An article published in PCWorld details Tibco’s claim that Bank of America illegally copied US$300million worth of Tibco’s enterprise software for use in a massive IT project at its Merrill Lynch subsidiary.
It is hard to tell the rights and wrongs of this case from the detail currently available in the press, but our belief is that Bank of America would not intentionally do anything illegal and they will be mortified that this has broken into the press as it has.
Too often we see software publishers building land mines into their license terms and conditions that end-user organisations innocently walk into. The CCL wants to know if this is the first time an organisation has fallen foul of Tibco’s complex licensing terms and conditions? Can we share with the world the complex terms that Bank of America have fallen foul of to ensure everyone else that uses their software doesn’t similarly become unstuck?
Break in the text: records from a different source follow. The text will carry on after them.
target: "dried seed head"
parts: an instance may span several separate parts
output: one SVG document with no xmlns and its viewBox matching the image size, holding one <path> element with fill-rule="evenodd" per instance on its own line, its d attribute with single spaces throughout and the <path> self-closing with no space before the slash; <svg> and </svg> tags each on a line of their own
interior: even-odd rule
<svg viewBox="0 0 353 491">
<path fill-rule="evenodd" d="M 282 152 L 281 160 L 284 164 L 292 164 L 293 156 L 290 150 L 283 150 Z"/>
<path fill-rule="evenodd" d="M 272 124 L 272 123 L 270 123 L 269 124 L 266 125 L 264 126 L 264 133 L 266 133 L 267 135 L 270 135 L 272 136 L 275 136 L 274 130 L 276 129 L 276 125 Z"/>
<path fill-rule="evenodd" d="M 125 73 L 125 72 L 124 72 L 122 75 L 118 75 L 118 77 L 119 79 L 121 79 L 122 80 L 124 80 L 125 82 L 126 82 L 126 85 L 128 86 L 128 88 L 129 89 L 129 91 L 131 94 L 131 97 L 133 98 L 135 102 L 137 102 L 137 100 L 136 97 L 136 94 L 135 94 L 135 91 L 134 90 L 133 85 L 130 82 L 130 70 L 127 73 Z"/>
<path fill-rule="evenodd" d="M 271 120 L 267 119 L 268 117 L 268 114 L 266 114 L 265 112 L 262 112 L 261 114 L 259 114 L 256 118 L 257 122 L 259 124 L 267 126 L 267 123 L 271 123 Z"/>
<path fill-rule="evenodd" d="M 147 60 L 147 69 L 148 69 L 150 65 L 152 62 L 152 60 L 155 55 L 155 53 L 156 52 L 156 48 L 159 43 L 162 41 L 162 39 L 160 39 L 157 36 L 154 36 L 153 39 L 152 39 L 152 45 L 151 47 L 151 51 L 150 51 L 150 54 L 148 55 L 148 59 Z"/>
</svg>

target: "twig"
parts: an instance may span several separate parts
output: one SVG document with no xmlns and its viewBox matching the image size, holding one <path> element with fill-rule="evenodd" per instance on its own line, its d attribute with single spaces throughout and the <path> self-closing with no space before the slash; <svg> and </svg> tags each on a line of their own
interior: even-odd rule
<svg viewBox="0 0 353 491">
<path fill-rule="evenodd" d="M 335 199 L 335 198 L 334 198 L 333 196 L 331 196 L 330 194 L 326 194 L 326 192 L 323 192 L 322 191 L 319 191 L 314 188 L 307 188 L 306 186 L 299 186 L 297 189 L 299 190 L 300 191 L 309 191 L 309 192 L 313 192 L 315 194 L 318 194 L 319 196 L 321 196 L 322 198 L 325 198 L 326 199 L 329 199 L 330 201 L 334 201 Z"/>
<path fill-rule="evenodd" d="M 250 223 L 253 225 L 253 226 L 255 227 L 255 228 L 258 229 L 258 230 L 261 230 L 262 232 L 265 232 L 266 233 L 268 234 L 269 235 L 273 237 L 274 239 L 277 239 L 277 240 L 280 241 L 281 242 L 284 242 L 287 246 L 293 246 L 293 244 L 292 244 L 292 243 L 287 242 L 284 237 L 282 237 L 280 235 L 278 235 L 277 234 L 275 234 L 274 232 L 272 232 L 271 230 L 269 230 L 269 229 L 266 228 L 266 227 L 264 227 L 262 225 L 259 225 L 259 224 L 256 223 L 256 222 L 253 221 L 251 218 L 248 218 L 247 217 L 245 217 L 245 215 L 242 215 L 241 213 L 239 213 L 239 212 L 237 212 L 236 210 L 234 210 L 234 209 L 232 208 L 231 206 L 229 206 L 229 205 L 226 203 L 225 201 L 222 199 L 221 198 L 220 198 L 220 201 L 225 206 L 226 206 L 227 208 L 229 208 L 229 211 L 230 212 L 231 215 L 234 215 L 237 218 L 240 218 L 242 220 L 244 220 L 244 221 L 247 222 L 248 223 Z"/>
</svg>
CCL Guidance on Complex Licensing
Three rules we’d always advise our members to follow in cases like this:
- If you can’t measure it don’t buy it. Avoid complex licensing terms – if you don’t understand a software publishers license terms and they cannot show how you’d measure them with every day tools then don’t make the purchase
- Adhere to SAM best practices. Ensure there’s always good communications – between IT project teams, procurement and the legal team so before you press the go button there are not gotchas with licensing your solution
- Take the lead with licensing strategy Complex licensing and aggressive audit behaviour can make organizations forget their very basic rights – You are the customer! Look to the future and consider agreements that best suit your requirements and future plans.
The Campaign for Clear Licensing is building a library of complex licensing terms with the leading software publishers to help educate our members of the common pitfalls. At CCL we believe by only working together as members will we have the voice to make the likes of Oracle, Microsoft, Adobe, Attachmate, IBM, HP and SAP sit up and take notice of your licensing frustrations.